Arthritis pain relief

    To get relief from the pain you should consider taking some pain killers. These may not get rid of the pain completely, but they should reduce it to a manageable level. It is important that you take the right type of pain medication, which will depend on the symptoms you are experiencing.

    If you have osteoarthritis, and there is no inflammation (swelling, redness) around the joint, then you should start by taking paracetamol (acetaminophen). Read the label and take the maximum recommended dose (usually 1000mg every 4-6 hrs but please check the label first to be sure).
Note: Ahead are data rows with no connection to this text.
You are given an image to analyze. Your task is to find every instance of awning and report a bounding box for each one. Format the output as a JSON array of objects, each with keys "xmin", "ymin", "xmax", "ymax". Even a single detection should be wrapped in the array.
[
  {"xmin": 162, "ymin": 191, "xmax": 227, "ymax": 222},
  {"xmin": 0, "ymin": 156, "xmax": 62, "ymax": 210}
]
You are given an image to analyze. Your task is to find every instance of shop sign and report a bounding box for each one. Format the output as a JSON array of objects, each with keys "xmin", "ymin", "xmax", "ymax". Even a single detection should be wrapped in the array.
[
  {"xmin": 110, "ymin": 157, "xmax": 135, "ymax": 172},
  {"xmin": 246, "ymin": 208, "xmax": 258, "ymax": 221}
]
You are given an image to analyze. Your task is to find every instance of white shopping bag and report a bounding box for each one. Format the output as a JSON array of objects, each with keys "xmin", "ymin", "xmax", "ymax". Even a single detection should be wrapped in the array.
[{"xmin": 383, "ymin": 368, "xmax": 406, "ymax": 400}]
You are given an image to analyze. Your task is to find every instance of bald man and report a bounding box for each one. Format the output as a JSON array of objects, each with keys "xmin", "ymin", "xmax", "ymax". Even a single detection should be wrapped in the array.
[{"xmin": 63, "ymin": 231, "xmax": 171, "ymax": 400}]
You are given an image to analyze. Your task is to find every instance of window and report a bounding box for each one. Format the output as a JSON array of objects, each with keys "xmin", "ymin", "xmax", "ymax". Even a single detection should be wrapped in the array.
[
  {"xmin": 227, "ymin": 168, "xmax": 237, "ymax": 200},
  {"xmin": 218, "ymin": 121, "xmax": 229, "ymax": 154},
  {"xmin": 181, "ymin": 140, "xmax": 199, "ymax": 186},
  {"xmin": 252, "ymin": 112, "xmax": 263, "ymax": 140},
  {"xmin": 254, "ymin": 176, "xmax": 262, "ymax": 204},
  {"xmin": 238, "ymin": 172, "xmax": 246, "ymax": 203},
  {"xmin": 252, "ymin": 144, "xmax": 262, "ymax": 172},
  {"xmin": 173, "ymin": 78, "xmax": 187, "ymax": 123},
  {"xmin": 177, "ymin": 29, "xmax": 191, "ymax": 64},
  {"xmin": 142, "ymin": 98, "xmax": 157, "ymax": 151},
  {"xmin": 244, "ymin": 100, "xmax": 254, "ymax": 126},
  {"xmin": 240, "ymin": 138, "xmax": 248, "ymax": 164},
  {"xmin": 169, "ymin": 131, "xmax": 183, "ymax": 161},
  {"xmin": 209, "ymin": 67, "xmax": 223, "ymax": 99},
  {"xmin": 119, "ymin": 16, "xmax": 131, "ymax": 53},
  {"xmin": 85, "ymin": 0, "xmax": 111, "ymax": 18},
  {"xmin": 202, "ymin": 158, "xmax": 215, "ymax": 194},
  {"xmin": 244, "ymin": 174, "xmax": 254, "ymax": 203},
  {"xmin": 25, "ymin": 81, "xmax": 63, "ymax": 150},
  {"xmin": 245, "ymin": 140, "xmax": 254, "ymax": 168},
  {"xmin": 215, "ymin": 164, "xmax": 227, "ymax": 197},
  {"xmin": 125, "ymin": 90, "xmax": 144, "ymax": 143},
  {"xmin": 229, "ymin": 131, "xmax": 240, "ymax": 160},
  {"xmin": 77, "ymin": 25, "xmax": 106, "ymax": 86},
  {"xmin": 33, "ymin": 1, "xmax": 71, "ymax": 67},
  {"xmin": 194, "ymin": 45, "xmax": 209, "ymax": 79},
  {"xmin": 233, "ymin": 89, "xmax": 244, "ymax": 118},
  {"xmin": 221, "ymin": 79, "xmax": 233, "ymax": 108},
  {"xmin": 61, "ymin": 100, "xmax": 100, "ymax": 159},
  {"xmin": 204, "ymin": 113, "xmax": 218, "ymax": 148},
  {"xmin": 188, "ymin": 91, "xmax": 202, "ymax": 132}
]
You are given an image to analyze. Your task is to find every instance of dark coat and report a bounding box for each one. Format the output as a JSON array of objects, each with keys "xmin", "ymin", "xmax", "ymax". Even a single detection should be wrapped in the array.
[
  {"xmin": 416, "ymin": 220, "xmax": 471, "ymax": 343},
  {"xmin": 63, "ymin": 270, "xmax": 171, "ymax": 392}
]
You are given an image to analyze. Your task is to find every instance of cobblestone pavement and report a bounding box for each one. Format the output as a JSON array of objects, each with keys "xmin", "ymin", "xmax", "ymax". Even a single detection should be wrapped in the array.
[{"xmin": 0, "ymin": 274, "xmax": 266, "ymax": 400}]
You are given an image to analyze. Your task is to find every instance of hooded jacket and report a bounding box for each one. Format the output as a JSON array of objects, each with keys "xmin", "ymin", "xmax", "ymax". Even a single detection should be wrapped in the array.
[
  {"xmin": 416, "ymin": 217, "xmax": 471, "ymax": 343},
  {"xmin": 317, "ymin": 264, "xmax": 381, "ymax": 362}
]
    Paracetamol has been shown to be the most effective over-the-counter (no prescription needed) pain killer for most people suffering with arthritis pain. It is quite safe at the recommended dose, and also very cheap.

    If you have inflamed joints, more common with rheumatoid arthritis, then you will benefit more by taking an anti-inflammatory painkiller such as ibuprofen. These types of painkillers are more effective at reducing pain caused by inflammation as they work in a slightly different way to paracetamol. Read the label and take the maximum recommended dose (usually 400mg every 4-6 hrs but please check the label).

    Ibuprofen is also quite cheap, available without prescription, and safe at the recommended dose. However, high doses of ibuprofen taken for long periods of time can increase the risk of stomach and kidney problems. So you must tell your doctor exactly how much you have been taking and how often. Your doctor can then decide if you should change to a different pain killer, or take additional medication to protect the stomach and kidney.

A general rule for all pain medication

    A general rule for all pain medication is that you take it regularly. DON’T WAIT UNTIL THE PAIN BECOMES UNBEARABLE. By taking the medication regularly you will ensure that there is always enough of the drug in your body to be effective at reducing pain. Over time the body will act to breakdown and remove the medication from your system, which means the effect will begin to wear off. Taking another dose at the right time will mean that the pain levels do not rise again.

What can I do right now?

    Think about how you can make these small changes to your lifestyle. Get a pen and paper and make a plan of how you will change your diet, and work out what time of day is best for you to do your 20 mins of activity. Good luck!